Resimercial Mastery at Casino Fort Pierce
Florida-based integrator Axis Satellite is renowned for its mix of low-voltage AV residential and commercial work. “Thirty-three percent of our business is DIRECTV-related,” says Danny Lucier, president of Axis Satellite. “Clients are usually looking for technology and programming, and we have become a turnkey, one-stop shop. We can pre-wire, do pre-construction, deliver the AV equipment, program it, and then service it after the sale.”
While residential and commercial technologies often overlap, service can vary in commercial applications if there are various users or administrators, whereas, in a residential job, there might be “one dedicated user to train.”
“In terms of AV, we’re looking for reliable systems that ‘play well together,’” Lucier notes.
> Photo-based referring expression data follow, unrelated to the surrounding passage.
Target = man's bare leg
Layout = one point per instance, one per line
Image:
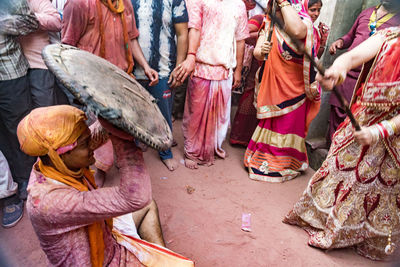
(191, 164)
(148, 225)
(171, 164)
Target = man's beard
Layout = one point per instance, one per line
(392, 6)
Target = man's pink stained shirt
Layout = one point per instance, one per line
(81, 28)
(33, 43)
(222, 23)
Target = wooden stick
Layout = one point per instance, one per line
(299, 45)
(271, 26)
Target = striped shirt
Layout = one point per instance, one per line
(15, 19)
(155, 20)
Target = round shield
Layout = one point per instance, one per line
(110, 93)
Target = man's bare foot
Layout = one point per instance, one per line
(190, 164)
(171, 164)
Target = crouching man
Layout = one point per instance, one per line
(77, 223)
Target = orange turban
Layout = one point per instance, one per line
(46, 129)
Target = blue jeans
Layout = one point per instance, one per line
(163, 94)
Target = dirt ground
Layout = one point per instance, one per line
(205, 225)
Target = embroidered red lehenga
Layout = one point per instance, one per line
(354, 198)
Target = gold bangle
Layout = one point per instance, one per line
(394, 126)
(342, 77)
(283, 4)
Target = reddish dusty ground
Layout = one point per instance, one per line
(205, 225)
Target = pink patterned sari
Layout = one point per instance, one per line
(286, 101)
(354, 198)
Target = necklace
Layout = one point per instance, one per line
(375, 22)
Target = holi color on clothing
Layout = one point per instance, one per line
(359, 32)
(81, 28)
(245, 121)
(66, 209)
(353, 199)
(221, 23)
(287, 101)
(206, 118)
(156, 21)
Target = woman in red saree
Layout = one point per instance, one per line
(246, 121)
(286, 101)
(354, 198)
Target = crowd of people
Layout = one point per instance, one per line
(213, 47)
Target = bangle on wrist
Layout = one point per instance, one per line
(394, 126)
(342, 77)
(374, 130)
(283, 4)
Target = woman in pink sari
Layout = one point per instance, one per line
(246, 121)
(287, 99)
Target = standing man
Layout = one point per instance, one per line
(159, 22)
(368, 22)
(15, 101)
(42, 82)
(106, 29)
(215, 56)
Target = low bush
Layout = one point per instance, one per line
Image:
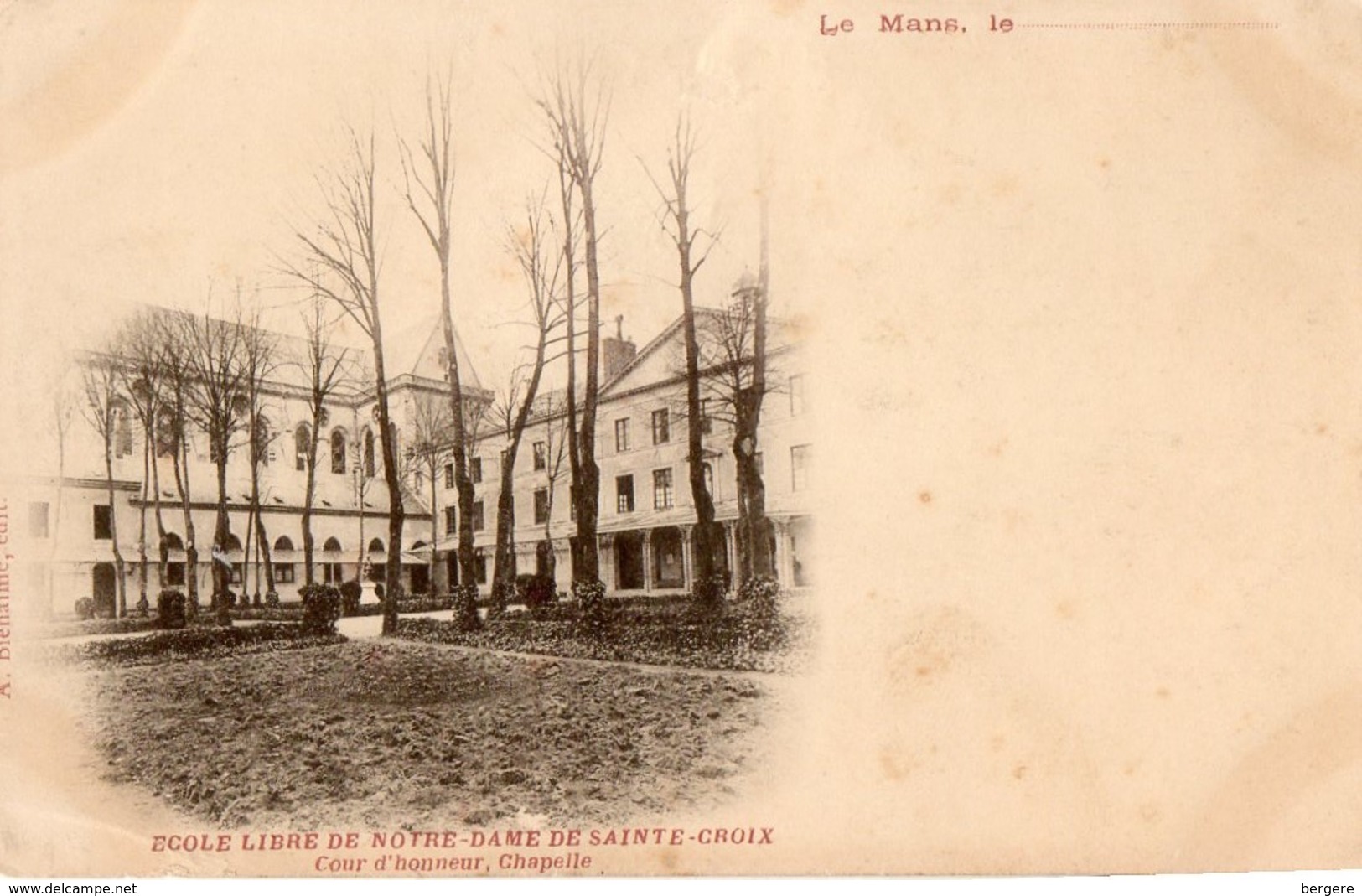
(541, 591)
(590, 599)
(736, 642)
(170, 609)
(350, 594)
(194, 643)
(320, 609)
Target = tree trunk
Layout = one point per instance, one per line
(503, 571)
(588, 490)
(396, 514)
(308, 544)
(706, 533)
(464, 608)
(191, 547)
(142, 533)
(435, 533)
(122, 609)
(221, 531)
(163, 549)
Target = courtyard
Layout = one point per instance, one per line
(381, 733)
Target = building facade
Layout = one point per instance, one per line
(646, 510)
(67, 522)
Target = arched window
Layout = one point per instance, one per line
(368, 451)
(262, 440)
(122, 429)
(301, 438)
(338, 460)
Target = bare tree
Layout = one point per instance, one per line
(106, 412)
(324, 366)
(555, 451)
(432, 435)
(736, 368)
(170, 337)
(577, 111)
(146, 384)
(342, 264)
(707, 536)
(433, 180)
(63, 407)
(218, 405)
(541, 264)
(259, 360)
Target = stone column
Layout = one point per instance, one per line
(686, 560)
(647, 560)
(784, 562)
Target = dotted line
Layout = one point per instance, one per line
(1152, 26)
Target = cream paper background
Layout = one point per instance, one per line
(1085, 322)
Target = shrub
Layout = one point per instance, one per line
(466, 608)
(350, 594)
(194, 643)
(762, 594)
(590, 597)
(170, 612)
(320, 608)
(540, 593)
(708, 594)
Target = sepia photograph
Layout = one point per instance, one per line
(712, 438)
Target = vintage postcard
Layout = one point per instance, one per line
(571, 438)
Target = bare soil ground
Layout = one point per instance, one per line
(386, 734)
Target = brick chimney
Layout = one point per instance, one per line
(616, 351)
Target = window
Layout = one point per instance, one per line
(338, 459)
(122, 431)
(261, 446)
(300, 447)
(368, 453)
(797, 402)
(39, 519)
(102, 522)
(799, 468)
(660, 489)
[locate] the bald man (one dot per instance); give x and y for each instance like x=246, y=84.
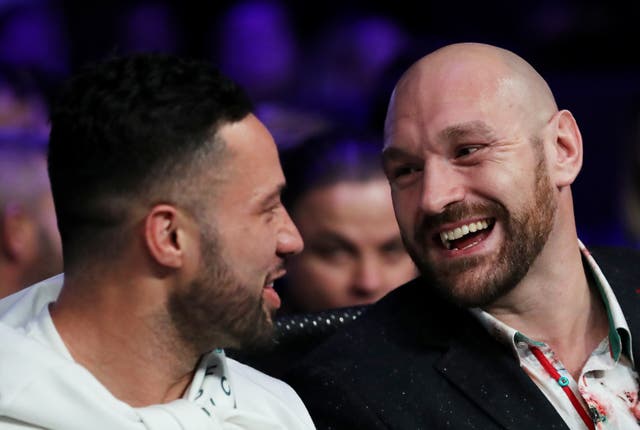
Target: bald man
x=513, y=323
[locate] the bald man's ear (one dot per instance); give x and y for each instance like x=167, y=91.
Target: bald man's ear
x=165, y=236
x=566, y=155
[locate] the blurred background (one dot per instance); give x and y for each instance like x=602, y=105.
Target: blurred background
x=308, y=65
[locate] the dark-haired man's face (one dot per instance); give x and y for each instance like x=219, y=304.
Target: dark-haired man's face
x=245, y=238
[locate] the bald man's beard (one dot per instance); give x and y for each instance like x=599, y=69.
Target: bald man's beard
x=216, y=310
x=478, y=281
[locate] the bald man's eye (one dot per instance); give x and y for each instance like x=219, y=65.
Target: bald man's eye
x=465, y=151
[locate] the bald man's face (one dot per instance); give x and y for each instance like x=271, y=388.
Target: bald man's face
x=469, y=180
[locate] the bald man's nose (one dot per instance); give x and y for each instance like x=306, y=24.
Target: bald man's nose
x=442, y=185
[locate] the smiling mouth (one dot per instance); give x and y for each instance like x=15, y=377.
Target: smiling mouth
x=467, y=235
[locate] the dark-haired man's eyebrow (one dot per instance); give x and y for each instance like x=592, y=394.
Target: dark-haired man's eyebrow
x=273, y=197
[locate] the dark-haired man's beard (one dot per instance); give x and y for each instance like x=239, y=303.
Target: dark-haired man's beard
x=477, y=281
x=217, y=311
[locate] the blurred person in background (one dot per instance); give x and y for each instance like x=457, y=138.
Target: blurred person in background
x=340, y=200
x=30, y=248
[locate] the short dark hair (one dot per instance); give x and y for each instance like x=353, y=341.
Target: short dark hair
x=131, y=130
x=330, y=158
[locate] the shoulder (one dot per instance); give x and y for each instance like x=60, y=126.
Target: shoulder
x=17, y=309
x=617, y=260
x=262, y=393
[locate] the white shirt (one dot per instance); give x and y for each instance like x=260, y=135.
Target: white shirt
x=608, y=383
x=41, y=386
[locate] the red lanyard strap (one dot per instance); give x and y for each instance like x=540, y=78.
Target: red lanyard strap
x=563, y=381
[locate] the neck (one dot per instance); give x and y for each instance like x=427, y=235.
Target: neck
x=116, y=331
x=555, y=304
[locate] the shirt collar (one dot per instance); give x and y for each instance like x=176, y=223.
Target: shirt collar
x=619, y=333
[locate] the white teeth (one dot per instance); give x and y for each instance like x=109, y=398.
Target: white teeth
x=458, y=232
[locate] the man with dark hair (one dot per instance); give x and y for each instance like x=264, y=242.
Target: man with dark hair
x=341, y=203
x=167, y=191
x=513, y=324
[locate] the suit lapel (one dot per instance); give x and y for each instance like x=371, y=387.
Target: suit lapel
x=490, y=376
x=621, y=267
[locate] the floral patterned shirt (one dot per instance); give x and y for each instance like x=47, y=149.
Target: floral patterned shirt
x=608, y=384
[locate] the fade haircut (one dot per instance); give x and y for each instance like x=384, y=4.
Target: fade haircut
x=327, y=159
x=132, y=131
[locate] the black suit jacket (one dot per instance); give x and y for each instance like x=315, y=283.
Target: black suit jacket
x=415, y=361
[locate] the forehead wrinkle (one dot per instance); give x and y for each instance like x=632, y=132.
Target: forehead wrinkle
x=464, y=130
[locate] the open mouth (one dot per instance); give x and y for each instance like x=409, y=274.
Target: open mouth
x=467, y=235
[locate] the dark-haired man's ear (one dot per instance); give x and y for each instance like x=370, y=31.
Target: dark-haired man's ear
x=165, y=236
x=566, y=160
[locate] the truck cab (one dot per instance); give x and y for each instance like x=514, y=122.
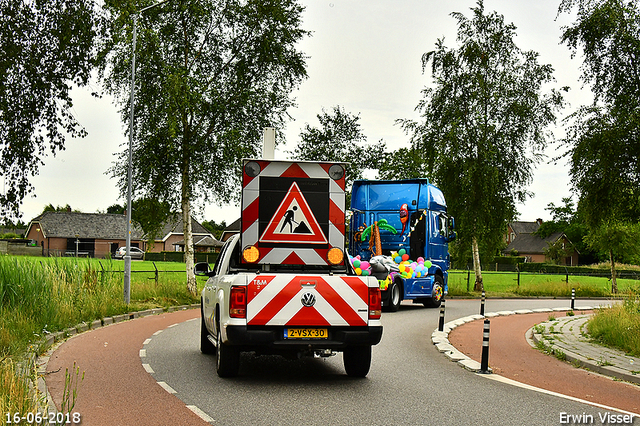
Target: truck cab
x=425, y=234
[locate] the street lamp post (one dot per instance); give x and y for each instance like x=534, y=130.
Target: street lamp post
x=127, y=256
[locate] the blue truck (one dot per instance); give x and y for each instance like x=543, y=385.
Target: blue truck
x=417, y=211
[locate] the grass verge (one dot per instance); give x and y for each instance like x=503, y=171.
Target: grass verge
x=618, y=326
x=44, y=295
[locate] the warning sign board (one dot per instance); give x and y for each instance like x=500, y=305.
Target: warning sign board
x=293, y=211
x=293, y=221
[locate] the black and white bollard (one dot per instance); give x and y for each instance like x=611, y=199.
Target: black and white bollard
x=441, y=323
x=484, y=362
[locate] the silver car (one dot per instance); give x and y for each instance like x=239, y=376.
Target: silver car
x=135, y=253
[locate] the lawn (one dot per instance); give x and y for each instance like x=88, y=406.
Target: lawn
x=505, y=284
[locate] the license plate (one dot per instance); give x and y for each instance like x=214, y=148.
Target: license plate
x=305, y=333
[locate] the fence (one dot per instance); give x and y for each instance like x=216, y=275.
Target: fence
x=546, y=269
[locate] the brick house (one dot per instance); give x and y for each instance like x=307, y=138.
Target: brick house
x=521, y=238
x=90, y=234
x=172, y=234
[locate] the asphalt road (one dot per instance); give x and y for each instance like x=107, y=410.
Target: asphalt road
x=409, y=383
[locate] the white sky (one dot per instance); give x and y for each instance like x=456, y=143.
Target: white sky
x=364, y=56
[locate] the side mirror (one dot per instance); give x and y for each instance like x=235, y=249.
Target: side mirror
x=202, y=269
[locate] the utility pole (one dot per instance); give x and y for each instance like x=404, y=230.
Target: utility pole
x=127, y=256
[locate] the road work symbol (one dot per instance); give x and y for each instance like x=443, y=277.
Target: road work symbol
x=293, y=221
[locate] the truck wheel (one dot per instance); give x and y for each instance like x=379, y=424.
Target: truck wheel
x=206, y=347
x=228, y=361
x=436, y=293
x=394, y=297
x=357, y=360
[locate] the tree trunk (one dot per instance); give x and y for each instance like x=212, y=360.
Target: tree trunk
x=478, y=286
x=614, y=283
x=192, y=285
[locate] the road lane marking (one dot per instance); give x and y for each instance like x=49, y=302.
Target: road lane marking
x=167, y=387
x=508, y=381
x=198, y=412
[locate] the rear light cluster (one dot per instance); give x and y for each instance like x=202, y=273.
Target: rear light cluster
x=238, y=302
x=375, y=303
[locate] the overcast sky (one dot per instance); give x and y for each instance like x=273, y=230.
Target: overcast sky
x=364, y=55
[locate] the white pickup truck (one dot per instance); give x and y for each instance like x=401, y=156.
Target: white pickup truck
x=282, y=289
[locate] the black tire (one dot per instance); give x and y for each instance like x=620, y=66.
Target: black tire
x=228, y=361
x=437, y=294
x=357, y=360
x=206, y=347
x=394, y=297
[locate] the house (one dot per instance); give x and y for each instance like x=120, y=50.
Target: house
x=172, y=234
x=521, y=239
x=202, y=244
x=230, y=230
x=82, y=234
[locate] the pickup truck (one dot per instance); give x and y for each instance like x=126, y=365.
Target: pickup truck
x=272, y=291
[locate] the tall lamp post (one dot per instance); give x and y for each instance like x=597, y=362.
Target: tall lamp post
x=127, y=257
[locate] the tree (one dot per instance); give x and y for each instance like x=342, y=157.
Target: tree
x=45, y=46
x=339, y=138
x=211, y=76
x=215, y=228
x=617, y=239
x=603, y=137
x=483, y=126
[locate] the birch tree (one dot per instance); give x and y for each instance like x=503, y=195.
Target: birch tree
x=211, y=74
x=483, y=126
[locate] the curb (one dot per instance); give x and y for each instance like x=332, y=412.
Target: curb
x=441, y=338
x=53, y=340
x=581, y=361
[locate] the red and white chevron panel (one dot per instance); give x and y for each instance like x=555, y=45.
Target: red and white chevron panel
x=292, y=250
x=277, y=300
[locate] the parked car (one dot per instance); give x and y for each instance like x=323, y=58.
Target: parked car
x=135, y=252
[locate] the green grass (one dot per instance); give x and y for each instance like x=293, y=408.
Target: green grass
x=618, y=326
x=44, y=295
x=505, y=284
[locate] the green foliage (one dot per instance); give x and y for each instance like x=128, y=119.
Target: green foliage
x=622, y=239
x=45, y=45
x=618, y=326
x=558, y=250
x=339, y=138
x=210, y=76
x=485, y=111
x=215, y=228
x=602, y=138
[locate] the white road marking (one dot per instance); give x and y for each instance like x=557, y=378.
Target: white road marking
x=204, y=416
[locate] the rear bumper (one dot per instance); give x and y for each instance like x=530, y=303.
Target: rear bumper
x=271, y=339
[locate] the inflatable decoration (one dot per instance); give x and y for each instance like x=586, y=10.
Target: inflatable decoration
x=361, y=267
x=404, y=216
x=373, y=232
x=409, y=268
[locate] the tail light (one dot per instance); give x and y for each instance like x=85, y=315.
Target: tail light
x=375, y=303
x=238, y=302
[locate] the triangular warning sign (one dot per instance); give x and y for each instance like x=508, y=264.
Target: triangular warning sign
x=293, y=222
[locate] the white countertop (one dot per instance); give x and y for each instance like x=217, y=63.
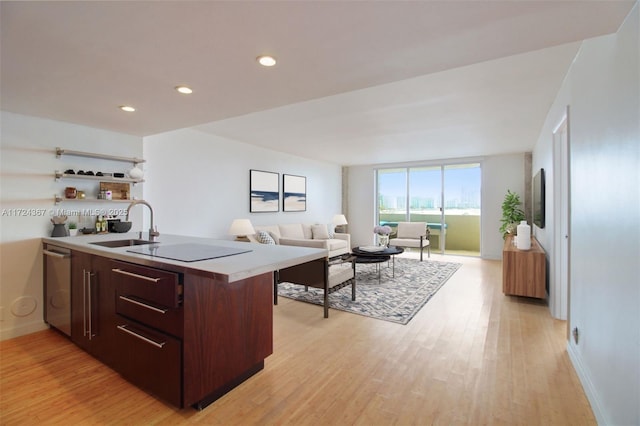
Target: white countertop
x=262, y=257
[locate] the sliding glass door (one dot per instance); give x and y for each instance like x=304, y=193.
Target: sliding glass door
x=447, y=197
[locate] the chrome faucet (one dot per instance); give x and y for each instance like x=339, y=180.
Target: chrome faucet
x=152, y=232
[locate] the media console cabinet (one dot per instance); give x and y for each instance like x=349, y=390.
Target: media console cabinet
x=524, y=271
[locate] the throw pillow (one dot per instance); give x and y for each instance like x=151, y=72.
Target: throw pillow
x=320, y=232
x=291, y=231
x=331, y=230
x=264, y=238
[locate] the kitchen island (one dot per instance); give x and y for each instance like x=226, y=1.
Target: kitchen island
x=185, y=331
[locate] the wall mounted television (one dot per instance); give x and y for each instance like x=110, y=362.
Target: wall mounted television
x=538, y=199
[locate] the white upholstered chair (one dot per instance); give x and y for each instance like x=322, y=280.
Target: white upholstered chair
x=413, y=235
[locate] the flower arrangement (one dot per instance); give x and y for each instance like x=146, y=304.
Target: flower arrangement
x=382, y=230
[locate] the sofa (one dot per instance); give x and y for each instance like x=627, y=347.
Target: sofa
x=304, y=235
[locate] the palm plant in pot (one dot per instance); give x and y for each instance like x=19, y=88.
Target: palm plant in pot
x=512, y=213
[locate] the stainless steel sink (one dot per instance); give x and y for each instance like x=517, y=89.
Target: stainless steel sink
x=123, y=243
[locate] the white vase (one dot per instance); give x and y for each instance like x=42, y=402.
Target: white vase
x=523, y=237
x=383, y=240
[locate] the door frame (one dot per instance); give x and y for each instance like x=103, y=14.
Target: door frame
x=560, y=290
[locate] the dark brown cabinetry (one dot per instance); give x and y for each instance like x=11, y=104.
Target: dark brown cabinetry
x=149, y=328
x=92, y=306
x=185, y=337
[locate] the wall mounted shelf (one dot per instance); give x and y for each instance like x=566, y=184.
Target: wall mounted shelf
x=60, y=152
x=59, y=175
x=58, y=199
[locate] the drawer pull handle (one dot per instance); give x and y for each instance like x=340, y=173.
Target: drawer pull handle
x=126, y=330
x=56, y=254
x=131, y=274
x=144, y=305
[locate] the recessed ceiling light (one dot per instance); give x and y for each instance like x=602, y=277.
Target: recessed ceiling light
x=185, y=90
x=266, y=60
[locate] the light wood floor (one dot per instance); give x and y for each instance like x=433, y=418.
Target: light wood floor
x=471, y=356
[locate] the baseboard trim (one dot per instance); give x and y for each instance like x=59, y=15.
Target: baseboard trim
x=587, y=385
x=23, y=330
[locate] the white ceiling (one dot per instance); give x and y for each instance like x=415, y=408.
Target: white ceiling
x=357, y=82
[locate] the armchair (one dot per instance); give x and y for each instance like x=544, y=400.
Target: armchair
x=413, y=235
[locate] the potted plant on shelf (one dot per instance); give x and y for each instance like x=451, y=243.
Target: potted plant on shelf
x=512, y=213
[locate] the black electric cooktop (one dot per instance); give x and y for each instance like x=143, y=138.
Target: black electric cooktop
x=187, y=252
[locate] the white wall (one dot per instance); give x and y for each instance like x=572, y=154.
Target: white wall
x=499, y=173
x=603, y=91
x=27, y=190
x=198, y=183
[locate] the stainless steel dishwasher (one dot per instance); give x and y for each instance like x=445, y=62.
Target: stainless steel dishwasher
x=57, y=287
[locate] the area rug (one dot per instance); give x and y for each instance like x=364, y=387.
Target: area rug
x=396, y=299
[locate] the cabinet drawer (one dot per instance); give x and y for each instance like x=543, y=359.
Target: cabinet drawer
x=150, y=360
x=169, y=320
x=151, y=284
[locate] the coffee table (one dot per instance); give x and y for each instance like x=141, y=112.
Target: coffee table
x=364, y=256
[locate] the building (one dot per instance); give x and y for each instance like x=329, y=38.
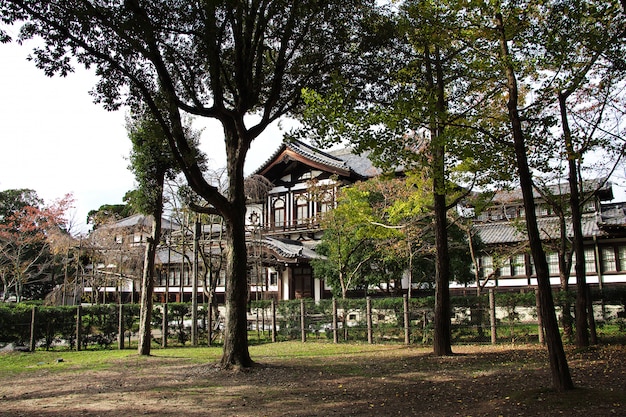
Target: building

To that end, the Axis Satellite team recently designed and installed a URC Total Control automation system with a distributed audio and video network, Luxul networking gear, and a Just-Add-Power video matrix at the Casino Fort Pierce in Florida. The Casino Fort Pierce was one of the first installations using the new URC MRX-30 advanced system controller with quad-core processor. The MRX-30 was a good fit for the casino installation due to the long hours of operation and need for reliable performance. In a casino, downtime is not an option.